I had only hard bread or a bun in which I put some honey or cheese and then wrapped in paper. I was ashamed to eat in front of them because of the good food they had. My clothes were handed down to me from my sister. They were worn and patched. They did not fit very well. The same for my shoes. I had nothing new. Other children would laugh at me. I was embarrassed, timid and always afraid to speak out for myself. I did not know how to defend myself.
In primary and secondary schools, I had almost no friends. But, I do remember one. She was always dressed very pretty and had long, beautiful hair. She would bring money and buy cakes that always looked yummy. She would offer some to me, but I was reluctant to take them. We shared a friendship and a love for books and learning. In my heart, she will always be my friend.”
In our interview, APOH asked Dr. Soledad what inspired her to study and to dream that someday she could be a doctor. Here is her answer.
“It was my mother who inspired me to study. Also, it was my mother who gave me my faith to put my trust in God, that he would reward my hard work.
I remember as a small child, my mother began to suffer horrible headaches. Instinctively, I knew it was not only from her hard work, but also from her abuse. It was then I began to dream of becoming a doctor so I could take care of her. I wanted to cure her from suffering, not only from physical but from moral pain as well.
Sometimes, alone together, we would cry and pray for her and my suffering. It was then that she would tell me, ‘Soledad you must study very hard! promise me you will study, study a lot please.’ She said this would be my salvation so I would not have a life like hers. It was from these words, that I was determined that yes, I must study and study harder, to escape my poverty.

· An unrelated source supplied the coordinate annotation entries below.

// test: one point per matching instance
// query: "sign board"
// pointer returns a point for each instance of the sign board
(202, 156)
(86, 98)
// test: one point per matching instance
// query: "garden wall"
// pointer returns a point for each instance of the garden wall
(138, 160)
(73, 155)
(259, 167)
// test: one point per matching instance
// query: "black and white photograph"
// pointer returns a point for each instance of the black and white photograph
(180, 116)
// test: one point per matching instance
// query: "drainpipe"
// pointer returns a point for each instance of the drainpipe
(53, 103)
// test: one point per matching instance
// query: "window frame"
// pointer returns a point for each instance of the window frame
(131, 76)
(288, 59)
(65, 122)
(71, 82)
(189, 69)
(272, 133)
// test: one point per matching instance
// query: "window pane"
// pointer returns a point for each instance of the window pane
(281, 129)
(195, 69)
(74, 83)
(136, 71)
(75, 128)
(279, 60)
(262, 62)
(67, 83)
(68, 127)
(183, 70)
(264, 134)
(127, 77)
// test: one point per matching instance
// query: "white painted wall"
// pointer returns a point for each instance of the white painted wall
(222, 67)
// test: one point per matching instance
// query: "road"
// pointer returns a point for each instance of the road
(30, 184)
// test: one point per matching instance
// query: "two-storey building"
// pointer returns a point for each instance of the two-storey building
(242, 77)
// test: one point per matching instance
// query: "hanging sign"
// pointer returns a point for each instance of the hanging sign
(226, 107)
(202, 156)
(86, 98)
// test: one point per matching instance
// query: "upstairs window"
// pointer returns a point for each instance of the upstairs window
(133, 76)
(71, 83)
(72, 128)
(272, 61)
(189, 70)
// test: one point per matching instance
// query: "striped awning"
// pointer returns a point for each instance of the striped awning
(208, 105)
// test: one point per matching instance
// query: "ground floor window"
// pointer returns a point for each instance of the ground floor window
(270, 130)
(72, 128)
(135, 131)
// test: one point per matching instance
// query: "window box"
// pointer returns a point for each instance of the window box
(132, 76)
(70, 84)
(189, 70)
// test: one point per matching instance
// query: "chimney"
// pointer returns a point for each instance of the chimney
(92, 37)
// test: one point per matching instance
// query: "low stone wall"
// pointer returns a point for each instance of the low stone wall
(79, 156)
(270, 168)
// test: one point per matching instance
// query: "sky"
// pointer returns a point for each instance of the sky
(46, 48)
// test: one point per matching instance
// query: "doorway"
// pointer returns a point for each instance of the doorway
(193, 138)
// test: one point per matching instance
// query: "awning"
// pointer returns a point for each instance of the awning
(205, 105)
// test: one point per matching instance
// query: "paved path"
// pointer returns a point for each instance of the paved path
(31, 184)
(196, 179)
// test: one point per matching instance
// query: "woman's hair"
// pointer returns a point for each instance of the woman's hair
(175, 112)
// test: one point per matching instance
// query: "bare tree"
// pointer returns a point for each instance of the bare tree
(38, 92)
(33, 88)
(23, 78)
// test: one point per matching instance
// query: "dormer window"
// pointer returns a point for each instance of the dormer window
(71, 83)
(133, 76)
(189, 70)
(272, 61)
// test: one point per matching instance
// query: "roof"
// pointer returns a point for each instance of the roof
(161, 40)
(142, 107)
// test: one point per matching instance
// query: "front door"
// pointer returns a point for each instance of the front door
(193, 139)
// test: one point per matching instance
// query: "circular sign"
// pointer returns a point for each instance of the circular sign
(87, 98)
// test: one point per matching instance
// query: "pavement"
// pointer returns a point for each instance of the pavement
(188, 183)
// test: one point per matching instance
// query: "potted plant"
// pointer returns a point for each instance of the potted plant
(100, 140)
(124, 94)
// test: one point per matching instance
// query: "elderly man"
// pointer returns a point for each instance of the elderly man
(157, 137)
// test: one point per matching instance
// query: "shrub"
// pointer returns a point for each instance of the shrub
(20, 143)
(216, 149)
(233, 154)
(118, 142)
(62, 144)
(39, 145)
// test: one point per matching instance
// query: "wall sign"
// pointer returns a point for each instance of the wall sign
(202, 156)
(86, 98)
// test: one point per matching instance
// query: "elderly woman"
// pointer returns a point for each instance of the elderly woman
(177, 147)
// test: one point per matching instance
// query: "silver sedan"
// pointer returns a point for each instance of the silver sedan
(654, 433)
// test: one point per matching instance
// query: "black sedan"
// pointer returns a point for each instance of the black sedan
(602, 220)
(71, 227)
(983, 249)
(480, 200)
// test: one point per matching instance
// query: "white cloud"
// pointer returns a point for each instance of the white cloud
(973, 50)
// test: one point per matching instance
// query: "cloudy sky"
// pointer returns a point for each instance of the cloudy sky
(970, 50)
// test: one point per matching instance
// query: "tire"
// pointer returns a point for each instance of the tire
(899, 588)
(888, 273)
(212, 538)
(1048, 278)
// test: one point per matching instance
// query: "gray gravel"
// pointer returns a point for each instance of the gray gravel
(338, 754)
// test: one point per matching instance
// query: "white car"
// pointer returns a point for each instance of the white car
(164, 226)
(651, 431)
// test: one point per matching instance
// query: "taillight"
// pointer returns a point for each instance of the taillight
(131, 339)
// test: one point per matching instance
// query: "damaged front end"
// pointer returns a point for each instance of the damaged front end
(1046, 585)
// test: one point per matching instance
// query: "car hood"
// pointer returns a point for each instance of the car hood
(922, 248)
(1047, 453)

I will give my father some credit for my inspiration to learn, have a career and become self-sufficient. Despite all his errors, he too encouraged his children to study hard and do well in school. He told us that this would be our inheritance, because he had nothing else to offer.
Both my parents taught us to be responsible, taking care of ourselves. My mother taught us to respect each other and to get along well. But, we were left on our own to learn life’s hard lessons.”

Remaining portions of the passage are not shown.